The amendment to abolish PRDs in the residential Historic District was crafted by Historic District residents James Orr, Elizabeth Bell, and Celia and Walter Murray. But now that amendment that passed just in December may be reversed.
The opposition to PRDs in the Historic District grew earlier this year because of one controversial project proposed on Foster Street. Developer Brad Good, whose plans for a subdivision to be built on Foster Street in the Historic District were thwarted by a previously unenforced mandate in the city’s current zoning ordinance. The developers were seeking to rezone the 12-plus acre property that features the historic Foster-Thomason-Miller house on Main Street to facilitate the development of a brand new 37-house residential subdivision with an entryway on Foster Street.
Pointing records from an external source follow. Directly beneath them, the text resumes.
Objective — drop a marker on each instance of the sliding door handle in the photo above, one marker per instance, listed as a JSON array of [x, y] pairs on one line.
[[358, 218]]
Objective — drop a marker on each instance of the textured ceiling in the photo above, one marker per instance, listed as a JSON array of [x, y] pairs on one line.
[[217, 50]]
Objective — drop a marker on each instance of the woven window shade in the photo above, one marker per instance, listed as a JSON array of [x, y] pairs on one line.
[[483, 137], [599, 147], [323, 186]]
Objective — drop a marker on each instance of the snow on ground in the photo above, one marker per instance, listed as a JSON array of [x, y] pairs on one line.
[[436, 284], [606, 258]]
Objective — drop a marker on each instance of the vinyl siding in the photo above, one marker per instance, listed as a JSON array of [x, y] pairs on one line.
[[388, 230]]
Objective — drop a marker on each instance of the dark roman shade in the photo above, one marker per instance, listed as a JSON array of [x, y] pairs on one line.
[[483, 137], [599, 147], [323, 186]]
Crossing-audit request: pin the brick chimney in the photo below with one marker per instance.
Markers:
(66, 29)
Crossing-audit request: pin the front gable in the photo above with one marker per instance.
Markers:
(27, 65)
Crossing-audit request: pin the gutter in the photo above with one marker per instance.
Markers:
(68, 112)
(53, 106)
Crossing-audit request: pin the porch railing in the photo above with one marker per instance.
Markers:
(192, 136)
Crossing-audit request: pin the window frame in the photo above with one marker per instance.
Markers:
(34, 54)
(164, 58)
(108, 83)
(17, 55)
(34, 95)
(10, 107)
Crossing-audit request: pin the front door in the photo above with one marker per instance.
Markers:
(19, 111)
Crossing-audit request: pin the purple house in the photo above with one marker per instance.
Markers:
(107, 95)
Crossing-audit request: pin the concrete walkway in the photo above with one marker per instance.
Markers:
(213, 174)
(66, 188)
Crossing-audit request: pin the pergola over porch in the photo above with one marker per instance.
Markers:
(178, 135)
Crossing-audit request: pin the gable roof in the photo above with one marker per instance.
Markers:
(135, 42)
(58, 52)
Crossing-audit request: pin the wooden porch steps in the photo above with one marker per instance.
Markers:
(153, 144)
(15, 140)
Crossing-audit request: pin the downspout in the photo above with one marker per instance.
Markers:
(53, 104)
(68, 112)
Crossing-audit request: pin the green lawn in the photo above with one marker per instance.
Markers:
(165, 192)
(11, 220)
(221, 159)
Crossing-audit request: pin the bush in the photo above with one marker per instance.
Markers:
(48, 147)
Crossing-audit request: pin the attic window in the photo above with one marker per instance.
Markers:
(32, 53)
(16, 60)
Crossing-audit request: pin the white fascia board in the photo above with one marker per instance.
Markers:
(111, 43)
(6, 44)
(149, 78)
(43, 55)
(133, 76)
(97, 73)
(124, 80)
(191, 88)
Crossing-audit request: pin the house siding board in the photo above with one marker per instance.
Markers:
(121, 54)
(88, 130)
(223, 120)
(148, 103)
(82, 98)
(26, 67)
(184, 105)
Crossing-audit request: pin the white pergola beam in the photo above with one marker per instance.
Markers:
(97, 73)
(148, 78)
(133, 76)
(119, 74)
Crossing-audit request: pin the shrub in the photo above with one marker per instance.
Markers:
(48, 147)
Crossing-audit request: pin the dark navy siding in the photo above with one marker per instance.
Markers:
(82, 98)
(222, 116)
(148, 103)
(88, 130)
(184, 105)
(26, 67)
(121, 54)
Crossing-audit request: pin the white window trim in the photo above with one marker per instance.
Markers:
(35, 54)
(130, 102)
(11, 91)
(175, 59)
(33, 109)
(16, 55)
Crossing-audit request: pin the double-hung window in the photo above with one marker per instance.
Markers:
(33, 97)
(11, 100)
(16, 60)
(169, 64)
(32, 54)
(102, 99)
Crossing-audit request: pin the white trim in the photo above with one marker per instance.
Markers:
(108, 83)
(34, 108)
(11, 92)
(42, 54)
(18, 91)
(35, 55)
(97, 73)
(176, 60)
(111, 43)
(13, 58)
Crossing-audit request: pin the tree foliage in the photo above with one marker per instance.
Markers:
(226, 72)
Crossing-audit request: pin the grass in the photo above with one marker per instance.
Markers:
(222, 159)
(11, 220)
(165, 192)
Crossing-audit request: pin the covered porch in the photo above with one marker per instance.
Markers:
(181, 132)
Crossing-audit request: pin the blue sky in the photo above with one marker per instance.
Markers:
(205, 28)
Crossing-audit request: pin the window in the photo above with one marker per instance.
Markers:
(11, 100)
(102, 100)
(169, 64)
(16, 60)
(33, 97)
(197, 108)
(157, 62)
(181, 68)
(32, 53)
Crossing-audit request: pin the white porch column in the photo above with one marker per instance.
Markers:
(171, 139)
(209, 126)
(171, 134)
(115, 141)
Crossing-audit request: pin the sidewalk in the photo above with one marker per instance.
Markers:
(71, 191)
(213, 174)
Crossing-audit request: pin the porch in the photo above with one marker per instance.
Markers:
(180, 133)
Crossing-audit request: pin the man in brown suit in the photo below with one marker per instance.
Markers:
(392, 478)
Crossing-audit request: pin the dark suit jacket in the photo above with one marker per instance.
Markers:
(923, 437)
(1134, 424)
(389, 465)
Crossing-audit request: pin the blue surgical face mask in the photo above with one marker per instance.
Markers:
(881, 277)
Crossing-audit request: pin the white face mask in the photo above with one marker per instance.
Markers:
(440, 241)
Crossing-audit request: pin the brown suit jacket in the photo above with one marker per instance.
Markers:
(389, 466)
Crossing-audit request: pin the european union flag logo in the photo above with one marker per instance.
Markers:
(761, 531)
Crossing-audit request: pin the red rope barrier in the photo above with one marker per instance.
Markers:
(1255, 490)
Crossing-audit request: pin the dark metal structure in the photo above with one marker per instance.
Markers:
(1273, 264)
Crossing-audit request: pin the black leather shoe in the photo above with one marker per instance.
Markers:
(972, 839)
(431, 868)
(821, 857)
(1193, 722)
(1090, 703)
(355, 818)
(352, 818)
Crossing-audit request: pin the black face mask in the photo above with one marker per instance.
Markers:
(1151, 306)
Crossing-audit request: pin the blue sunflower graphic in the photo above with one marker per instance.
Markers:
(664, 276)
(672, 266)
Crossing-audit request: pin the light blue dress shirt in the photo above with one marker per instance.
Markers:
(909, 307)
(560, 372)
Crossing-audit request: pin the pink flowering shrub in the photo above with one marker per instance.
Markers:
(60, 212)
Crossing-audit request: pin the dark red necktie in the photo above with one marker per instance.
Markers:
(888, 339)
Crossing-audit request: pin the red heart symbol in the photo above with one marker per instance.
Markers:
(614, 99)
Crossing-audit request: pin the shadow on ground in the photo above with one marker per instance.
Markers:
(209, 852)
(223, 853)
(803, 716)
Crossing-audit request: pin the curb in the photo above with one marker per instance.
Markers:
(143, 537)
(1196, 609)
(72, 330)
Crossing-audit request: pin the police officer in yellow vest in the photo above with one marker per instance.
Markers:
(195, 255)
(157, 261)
The project was fiercely opposed by residents in the Historic District who fear the development will be “too dense” for the area, cause traffic congestion, parking problems, noise, potentially decrease property values in the Historic District, and diminish local tourism.
The council’s vote in December took away the possibility of the Foster Street development from ever coming to fruition, unless PRDs are reinstated in the Historic District.
The council will discuss those possibilities at future meetings and if they decide to proceed with another vote to change the PRD policy in the Historic District, they will advertise public hearings prior to that vote.